As the prospect of a civil war loomed on the horizon at the opening of the 1860s, the last vote of the Unison Precinct on May 23, 1861 - a count to affirm Virginia's secession from the Federal Union - was 150–0, the largest shutout vote for secession in the county. All the Quaker pacifists had remained home during the voting, so their voices against secession remained silent.

Between October 31 and November 2, 1862, the village was the scene of several skirmishes between Confederate cavalry under J.E.B. Stuart and Union cavalry, infantry and artillery in what is now known as the Battle of Unison. Because Stuart's delaying tactics at Unison cost the Federals time, a major portion of Lee's force had crossed the Blue Ridge, reached Culpeper and now had time to regroup and prepare for the next major encounter between the two sides at Fredericksburg. Lee's army and his capital were saved. On November 5, 1862, the New York Times correspondent reported "Stuart . . . balked what might have been a splendid success".

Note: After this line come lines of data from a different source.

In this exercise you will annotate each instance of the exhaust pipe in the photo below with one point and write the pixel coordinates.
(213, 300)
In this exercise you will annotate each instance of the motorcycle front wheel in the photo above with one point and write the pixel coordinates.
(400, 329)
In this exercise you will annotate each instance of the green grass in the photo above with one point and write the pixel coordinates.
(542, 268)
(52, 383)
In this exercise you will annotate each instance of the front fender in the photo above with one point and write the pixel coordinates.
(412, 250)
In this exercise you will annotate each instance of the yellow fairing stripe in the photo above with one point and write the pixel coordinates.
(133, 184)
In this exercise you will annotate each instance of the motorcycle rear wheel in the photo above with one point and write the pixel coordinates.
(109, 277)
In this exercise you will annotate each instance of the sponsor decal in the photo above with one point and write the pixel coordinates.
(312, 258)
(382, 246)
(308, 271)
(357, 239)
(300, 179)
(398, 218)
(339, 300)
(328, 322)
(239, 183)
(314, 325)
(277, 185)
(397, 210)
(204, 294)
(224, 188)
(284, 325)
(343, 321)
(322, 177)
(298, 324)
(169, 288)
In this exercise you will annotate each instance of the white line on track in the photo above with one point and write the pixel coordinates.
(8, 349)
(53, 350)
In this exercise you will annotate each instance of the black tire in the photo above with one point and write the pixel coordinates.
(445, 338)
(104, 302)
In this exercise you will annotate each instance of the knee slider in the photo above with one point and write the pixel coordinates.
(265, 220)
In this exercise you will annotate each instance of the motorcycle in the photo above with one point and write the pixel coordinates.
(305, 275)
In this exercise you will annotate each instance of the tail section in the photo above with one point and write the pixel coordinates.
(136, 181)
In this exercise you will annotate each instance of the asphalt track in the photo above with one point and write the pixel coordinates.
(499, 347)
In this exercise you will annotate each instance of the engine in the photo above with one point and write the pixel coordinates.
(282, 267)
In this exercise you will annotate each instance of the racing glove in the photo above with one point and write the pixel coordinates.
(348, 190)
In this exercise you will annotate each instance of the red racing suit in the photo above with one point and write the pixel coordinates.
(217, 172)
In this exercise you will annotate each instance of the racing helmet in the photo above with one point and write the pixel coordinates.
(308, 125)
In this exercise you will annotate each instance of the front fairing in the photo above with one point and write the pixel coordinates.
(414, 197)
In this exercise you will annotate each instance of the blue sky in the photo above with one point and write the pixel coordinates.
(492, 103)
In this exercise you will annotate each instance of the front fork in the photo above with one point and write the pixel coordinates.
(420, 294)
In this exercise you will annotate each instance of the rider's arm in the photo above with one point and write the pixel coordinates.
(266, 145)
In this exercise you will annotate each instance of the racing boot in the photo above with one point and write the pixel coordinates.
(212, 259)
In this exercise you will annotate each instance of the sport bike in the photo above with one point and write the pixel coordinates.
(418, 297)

After the war Unison remained Loudoun County's 4th largest town for only a few more years. By the late 1870s towns along the railroad line running through western Loudoun County, which missed Unison by 8 miles, saw their populations boom, and soon outstripped Unison in both commercial and population importance. Unison's post office remained until 1919 when the mails were discontinued to the town, the post office was closed, and mail delivery moved to the post office in nearby town of Round Hill which was served by the Washington and Old Dominion Railroad. However, even into the middle of the 20th century, Unison maintained itself as a viable town with its own churches, general store, and a saddle shop, and even a baseball team that played in the Loudoun baseball leagues. By the 1980s the town had been in decline, too far away from the new highways that now carried the bulk of Loudoun's commerce and population. By the 1990s the town had become little more than a sleepy residential enclave with only 50 permanent residences and 14 or so houses. The last retail enterprise, the Unison Store, a general store that had been in continuous business since 1880, closed in August 1996.

In 2001 the vacant Unison Store building was being considered by a buyer as a tear down. This news prompted a local gathering of residents to attempt to save the building. They formed a 501[c]3 non-profit group, incorporated as "The Unison Preservation Society", their stated goal to help protect and preserve the historic village and surrounding countryside of Unison. As a result of their efforts Unison was placed on the Virginia Landmarks Register in 2002 as the Unison Historic District, and on the National Register of Historic Places in 2003. The store was purchased at highest bid by a local business at a public auction in 2001, and the building subsequently renovated. It was used as an office business until April 2013 when the building was again sold. It was purchased this time by a local philanthropist, Dr. Betsee Parker, owner of Huntlands, who then gifted the building to the Unison Preservation Society. The old Unison Store is now a community center, serving the village and the surrounding area.

On Sept. 22, 2011, due to the successful efforts of the Unison Preservation Society's research and documentation into the important historical significance of the battles and skirmishes that took place in and around the Unison area, Virginia added further buildings and acreage to the Virginia Landmarks register and nominated the 8,000-acre Unison Battlefield Historic District for inclusion on the National Register of Historic Places.

The population count of Unison is now about 30, greatly outnumbered by the horses in the surrounding farms. The village contains a single United Methodist Church, and a number of private home businesses.